Crítica: Tusk
Vuelve Kevin Smith tras una de sus mejores películas, Red State, que apenas tuvo proyección más allá de sus galardones en el Festival de Sitges de 2011. Tusk supone el regreso del último enfant terrible del cine independiente norteamericano, aquel que sigue manteniendo un estilo personal e incorruptible que le garantiza un buen número de seguidores, entre los que irremediablemente se encuentra quien firma estas líneas.
Con una base que bebe de las líneas del Dr. Moreau de H. G. Wells y el Drácula de Bram Stoker, este homenaje al terror del cineasta es casi tan inquietante como su anterior película. Prueba de ello, es la interpretación de Michael Parks, creando un personaje inteligente, terrorífico y sobre el que se sostiene todo el peso de la película (secundarios sorpresa con nombres peculiares aparte). Parks se ha convertido en el alma mater de las últimas películas de Smith. Su voz, su rostro y su impecable trabajo le han hecho evolucionar dentro de esta corriente indie, que incluye trabajos hasta con Quentin Tarantino.

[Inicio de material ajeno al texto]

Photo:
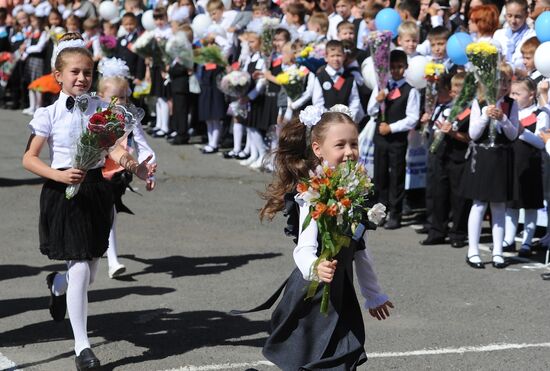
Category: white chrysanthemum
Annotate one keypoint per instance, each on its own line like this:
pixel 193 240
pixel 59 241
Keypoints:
pixel 311 115
pixel 109 67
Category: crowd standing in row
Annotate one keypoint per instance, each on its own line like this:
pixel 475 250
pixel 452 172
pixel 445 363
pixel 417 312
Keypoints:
pixel 178 58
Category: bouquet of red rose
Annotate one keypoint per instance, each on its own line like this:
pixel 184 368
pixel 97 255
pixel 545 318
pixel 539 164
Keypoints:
pixel 104 130
pixel 337 197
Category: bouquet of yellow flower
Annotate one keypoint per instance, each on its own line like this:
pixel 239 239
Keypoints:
pixel 484 57
pixel 292 81
pixel 432 73
pixel 337 196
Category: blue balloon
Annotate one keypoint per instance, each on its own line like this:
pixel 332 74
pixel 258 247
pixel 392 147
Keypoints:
pixel 456 47
pixel 542 26
pixel 388 19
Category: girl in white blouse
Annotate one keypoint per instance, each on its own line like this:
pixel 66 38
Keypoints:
pixel 302 337
pixel 75 230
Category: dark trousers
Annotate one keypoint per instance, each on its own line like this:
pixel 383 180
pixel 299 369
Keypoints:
pixel 180 114
pixel 447 175
pixel 389 172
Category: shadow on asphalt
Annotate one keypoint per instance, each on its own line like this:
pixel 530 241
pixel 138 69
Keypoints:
pixel 7 182
pixel 11 307
pixel 161 332
pixel 181 266
pixel 10 271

Kevin Smith no evita recurrir a ciertos tópicos del género de terror, sobre todo por que precisa de un toque comercial que le lleve a no apartarse demasiado de la exhibición en salas. El éxito de Tusk ha sido moderado, ni la presencia de Haley Joel Osment ha alimentado la presencia de público en las salas. Sin embargo, este homenaje al “terror animal” merece ser contemplado como una obra de un autor que permanece incombustible al paso de los años y que, aún siendo minoritario, no deja de producir ideas que transforma en particularísimas obras cinematográficas que, de momento, quedan pendientes.